Video games' gambling features have been making the news in recent years. E.g.
The government is asking for the public's opinion on the impact of loot boxes.
www.bbc.com
Wiki has this related topic, in a subsection of one of their articles:
en.wikipedia.org
I haven't followed the news closely on this and I don't know whether my following observation would be usually linked to this argument that video games have gambling industry features built in to their gameplay design:
Card kegs. Maybe these are like loot boxes, which do get mentioned in the context of gambling industry design in video games? You want to get certain cards. You can do a long, slow, tedious grind to accumulate 'gold' to 'buy' enough kegs for yourself. You might be chasing certain cards. So, it's like buying loot boxes in order to get a certain reward.
CDPR offer you a quick and easy way to acquire cards: pay cash. For nearly $100 can can buy 60 Ultimate Kegs. But there's no guarantee that you will get the card that you want. Hey, why not buy 10 lots of that to 'improve' your odds of getting that card that you want? Well, there's almost $1,000 gone.

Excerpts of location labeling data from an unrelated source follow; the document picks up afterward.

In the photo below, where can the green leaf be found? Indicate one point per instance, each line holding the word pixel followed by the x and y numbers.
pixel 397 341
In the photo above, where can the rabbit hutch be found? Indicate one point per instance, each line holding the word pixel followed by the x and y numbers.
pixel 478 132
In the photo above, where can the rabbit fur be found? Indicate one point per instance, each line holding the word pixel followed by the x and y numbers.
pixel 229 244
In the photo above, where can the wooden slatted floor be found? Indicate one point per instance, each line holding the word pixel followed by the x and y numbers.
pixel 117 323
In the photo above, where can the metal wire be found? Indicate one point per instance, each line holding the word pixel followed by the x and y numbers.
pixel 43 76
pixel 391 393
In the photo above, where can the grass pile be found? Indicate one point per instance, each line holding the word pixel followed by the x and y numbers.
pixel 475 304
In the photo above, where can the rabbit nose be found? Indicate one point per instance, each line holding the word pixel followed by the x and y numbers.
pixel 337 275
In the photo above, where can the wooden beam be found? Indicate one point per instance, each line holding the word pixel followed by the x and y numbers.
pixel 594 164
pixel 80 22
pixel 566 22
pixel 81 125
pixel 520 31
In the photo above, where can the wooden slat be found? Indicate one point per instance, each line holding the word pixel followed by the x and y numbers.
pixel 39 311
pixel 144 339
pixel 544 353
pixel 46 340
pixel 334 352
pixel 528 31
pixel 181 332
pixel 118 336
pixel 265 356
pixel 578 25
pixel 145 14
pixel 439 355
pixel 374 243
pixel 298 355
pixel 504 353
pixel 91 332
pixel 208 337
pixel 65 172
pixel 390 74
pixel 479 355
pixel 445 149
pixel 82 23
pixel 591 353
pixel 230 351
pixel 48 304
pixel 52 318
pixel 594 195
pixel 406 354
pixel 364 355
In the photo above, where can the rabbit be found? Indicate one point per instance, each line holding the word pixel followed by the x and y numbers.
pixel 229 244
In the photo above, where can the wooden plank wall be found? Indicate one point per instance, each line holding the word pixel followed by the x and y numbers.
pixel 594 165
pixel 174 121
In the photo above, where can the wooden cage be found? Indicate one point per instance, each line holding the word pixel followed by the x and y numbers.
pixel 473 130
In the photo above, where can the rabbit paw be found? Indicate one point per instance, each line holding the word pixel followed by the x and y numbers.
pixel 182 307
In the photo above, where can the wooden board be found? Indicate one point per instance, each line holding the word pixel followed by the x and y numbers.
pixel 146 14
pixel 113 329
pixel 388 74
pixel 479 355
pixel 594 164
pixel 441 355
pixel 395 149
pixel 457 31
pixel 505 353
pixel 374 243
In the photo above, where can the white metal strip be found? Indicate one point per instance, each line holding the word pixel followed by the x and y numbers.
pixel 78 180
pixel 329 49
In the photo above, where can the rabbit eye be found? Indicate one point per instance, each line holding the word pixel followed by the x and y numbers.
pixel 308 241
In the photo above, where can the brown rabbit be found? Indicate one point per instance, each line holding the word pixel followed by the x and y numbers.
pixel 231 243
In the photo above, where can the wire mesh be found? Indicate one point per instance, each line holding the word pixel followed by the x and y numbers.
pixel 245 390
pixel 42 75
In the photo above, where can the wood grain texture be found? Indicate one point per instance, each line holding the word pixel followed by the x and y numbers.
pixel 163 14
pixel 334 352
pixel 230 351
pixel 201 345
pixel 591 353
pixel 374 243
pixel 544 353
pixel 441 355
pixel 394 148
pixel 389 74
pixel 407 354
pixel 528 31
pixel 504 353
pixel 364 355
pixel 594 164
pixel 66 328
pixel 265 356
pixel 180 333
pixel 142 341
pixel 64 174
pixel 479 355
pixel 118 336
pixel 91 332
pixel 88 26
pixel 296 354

Why are those cards hard to get? It's artificial scarcity and nothing else. The harder CDPR make it to get cards (via grinding for gold or shards to craft cards) the more desirable it makes it for the mug player to spend money to 'improve' their odds of getting 'that' card.
That looks a little bit gambling to me. Hell, it looks exactly like gambling to me.
I already responded to someone else's comment in another thread some months back and said to them that they seemed like the game was causing them problems and they should probably quit. From memory, they were jeopardising their university prospects by playing the game.
That kind of game philosophy is just nasty.